My brother Peter Christian, our sister Stephanie and I grew up making chocolate. We lived above the candy store. Our grandparents lived above us. On Saturday mornings, I'd wake up, run downstairs for a chocolate pop, then run back up two flights of stairs to watch cartoons with my grandmother. Life was good.
Then Dad would come upstairs and say, “What are you doing? You feel like coming into the store?” So while our friends were outside playing on Saturday, we might be in the candy kitchen. But it usually turned out to be pretty fun.
It never seemed like work to us. Dad would have the oldies station playing. We all decorated and laughed and sang along like we were the von Trapp family or something.
Our kids were always involved in our business. Sometimes reluctantly, but all hands were needed in the busy seasons. They learned a lot of valuable lessons that we’d like to think have shaped them into the wonderful adults they are today.

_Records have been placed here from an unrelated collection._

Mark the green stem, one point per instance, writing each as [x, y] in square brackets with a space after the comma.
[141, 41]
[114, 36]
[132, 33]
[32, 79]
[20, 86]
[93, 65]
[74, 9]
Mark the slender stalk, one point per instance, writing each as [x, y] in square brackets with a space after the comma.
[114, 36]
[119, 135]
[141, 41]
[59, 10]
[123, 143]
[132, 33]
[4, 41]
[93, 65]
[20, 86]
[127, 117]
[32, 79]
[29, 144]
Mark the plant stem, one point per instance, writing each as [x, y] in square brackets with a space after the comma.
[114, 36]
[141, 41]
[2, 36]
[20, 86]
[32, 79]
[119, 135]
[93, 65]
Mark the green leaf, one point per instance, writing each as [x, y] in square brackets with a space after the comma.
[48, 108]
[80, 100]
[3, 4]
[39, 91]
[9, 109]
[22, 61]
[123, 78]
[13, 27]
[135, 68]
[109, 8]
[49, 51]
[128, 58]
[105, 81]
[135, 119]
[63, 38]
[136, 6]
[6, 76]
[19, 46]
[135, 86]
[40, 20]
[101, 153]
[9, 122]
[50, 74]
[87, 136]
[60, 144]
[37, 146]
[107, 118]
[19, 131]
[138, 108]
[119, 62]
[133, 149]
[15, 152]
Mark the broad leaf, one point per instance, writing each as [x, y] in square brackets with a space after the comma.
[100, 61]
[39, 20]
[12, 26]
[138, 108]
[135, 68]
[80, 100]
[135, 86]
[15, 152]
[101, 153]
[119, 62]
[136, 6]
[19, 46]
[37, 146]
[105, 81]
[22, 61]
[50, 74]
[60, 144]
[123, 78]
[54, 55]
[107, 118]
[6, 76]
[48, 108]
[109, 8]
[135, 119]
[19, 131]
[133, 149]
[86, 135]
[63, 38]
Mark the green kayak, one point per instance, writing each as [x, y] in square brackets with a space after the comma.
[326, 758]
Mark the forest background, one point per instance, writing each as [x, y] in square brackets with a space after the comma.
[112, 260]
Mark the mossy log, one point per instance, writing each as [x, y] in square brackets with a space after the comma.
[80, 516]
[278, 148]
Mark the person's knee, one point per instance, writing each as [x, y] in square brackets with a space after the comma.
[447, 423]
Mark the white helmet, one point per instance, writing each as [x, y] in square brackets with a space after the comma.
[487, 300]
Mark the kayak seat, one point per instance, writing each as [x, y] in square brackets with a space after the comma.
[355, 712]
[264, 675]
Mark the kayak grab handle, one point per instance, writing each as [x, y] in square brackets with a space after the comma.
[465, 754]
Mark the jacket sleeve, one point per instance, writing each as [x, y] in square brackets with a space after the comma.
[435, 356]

Some kids play team sports growing up. We were part of a family team. We worked as a family, and we ate as a family every night of my childhood. The lessons my parents taught us in the candy kitchen and around that dinner table made me who I am today. (I want to be just like my mom when I grow up!)
The kids grew up, went to college and started their own careers. That left Pia and me to run the family business, which had grown to include three stores.
It was time for us to slow down the pace and enjoy life a bit more after a lifetime of making chocolate, so we sold our stores. When Peter’s father retired, Peter and I decided to turn our focus to Krause’s, the original family business.
Growing up in a family business is something that never leaves you. After working in finance for a few years, I was ready to get back to my roots, back to the business.
With the third generation of Aigner chocolatiers overseeing day-to-day operations, it was time to retire the original name of the store and put our own family’s signature on the door. For a family that values time-honored traditions the way ours does, that was probably the biggest break from tradition we’d made here in 60 years.
I’d talked about doing this since I was a kid. Somehow it’s come full circle, and I finally understand that making chocolates truly is an art. Every time I see my dad pouring a jelly or scooping out something, I think, “Wow, this is really a beautiful thing we do.”